Wawancara pertama saya dengan Kepala SMPN 3 Sitiung yaitu Ibu Siska Erliana, M.Pd. Saya memulai wawancara dengan pertanyaan pertama tentang bagaimana selama ini Ibu Siska mengidentifikasi kasus-kasus yang merupakan dilema etika atau bujukan moral. Beliau mengemukakan bahwa selama ini jika ada kasus biasanya beliau mencari dulu detail kasusnya kemudian menganalisis kebutuhan misalnya kasus-kasus tersebut memerlukan penyelesaian seperti apa dalam mengidentifikasi sebuah kasus, kasus tersebut merupakan dilema etika bila memiliki dua nilai yang perlu untuk dipertimbangkan seperti kasihan atau ikut aturan yang sudah disepakati. sedangkan bujukan moral menurut beliau bisa dilihat dari kasus yang memiliki nilai yang sudah pasti benar atau salahnya dan ada aturan hukum yang dilanggar.
Pertanyaan kedua yang saya kemukakan adalah: "Selama ini, bagaimana ibu menjalankan pengambilan keputusan di sekolah ibu, terutama untuk kasus-kasus di mana ada dua kepentingan yang sama-sama benar atau sama-sama mengandung nilai kebajikan?" Beliau memaparkan bahwa ketika ada kasus yang sama-sama memiliki nilai kebajikan, harus mengidentifikasi dengan detail mengumpulkan informasi data dengan lengkap dari sumber yang bersangkutan langsung, jika data sudah cukup, dilanjutkan koordinasi dan diskusi dengan pihak-pihak yang terkait jadi menurut beliau sebelum di diskusikan, seharusnya sudah punya data yang lengkap.
Selanjutnya, ketika ditanya terkait langkah-langkah atau prosedur seperti apa yang biasa lakukan selama ini. Jawabannya adalah: “langkah pertama yang biasa saya lakukan adalah dengan analisis, selanjutnya kumpulkan informasi dan data, jika perlu diskusi dan kordinasi dengan pihak terkait, baru selanjutnya diputuskan”
Kemudian pertanyaan saya lanjutkan dengan: “Hal-hal apa saja yang selama ini Ibu anggap efektif dalam pengambilan keputusan pada kasus-kasus dilema etika?” Beliau menjawab: “Hal efektif dalam pengambilan keputusan dilema adalah dengan memposisikan diri kita seperti mereka dulu, misalnya pada kasus dilema etika pada kenaikan kelas siswa, mereka ini berada pada posisi apa, kita masuki dan dengarkan dan pahami, baru kita bisa menggunakan langkah-langkah penyelesaian tapi prinsipnya apa yang diputuskan harus berpihak pada perkembangan murid”.

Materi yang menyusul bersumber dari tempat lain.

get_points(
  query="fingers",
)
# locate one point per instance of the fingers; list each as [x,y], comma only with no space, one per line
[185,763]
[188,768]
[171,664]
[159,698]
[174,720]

Pertanyaan saya berikutnya terkait hal-hal yang selama ini merupakan tantangan dalam pengambilan keputusan pada kasus-kasus dilema etika, Ibu Siska menjawab: “tantangan dalam kasus dilema etika yang dialami siswa, biasanya siswa memiliki latar belakang keluarga yang tidak mendukung pendidikan”. Ketika saya berikan pertanyaan kembali “apakah Ibu memiliki sebuah tata kelola atau jadwal tertentu dalam sebuah penyelesaian kasus dilema etika, apakah Ibu langsung menyelesaikan di tempat, atau memiliki sebuah jadwal untuk menyelesaikannya, bentuk atau prosedur seperti apa yang dijalankan?”. Beliau Mengemukakan bahwa tak ada jadwal tertentu dalam menyelesaikan kasus dilema seperti ini, jika ada permasalahan diusahakan sesegera mungkin diselesaikan supaya tidak merembes ke yang lain, karena jika masalah dibiarkan berlarut larut dapat mendatangkan masalah lain.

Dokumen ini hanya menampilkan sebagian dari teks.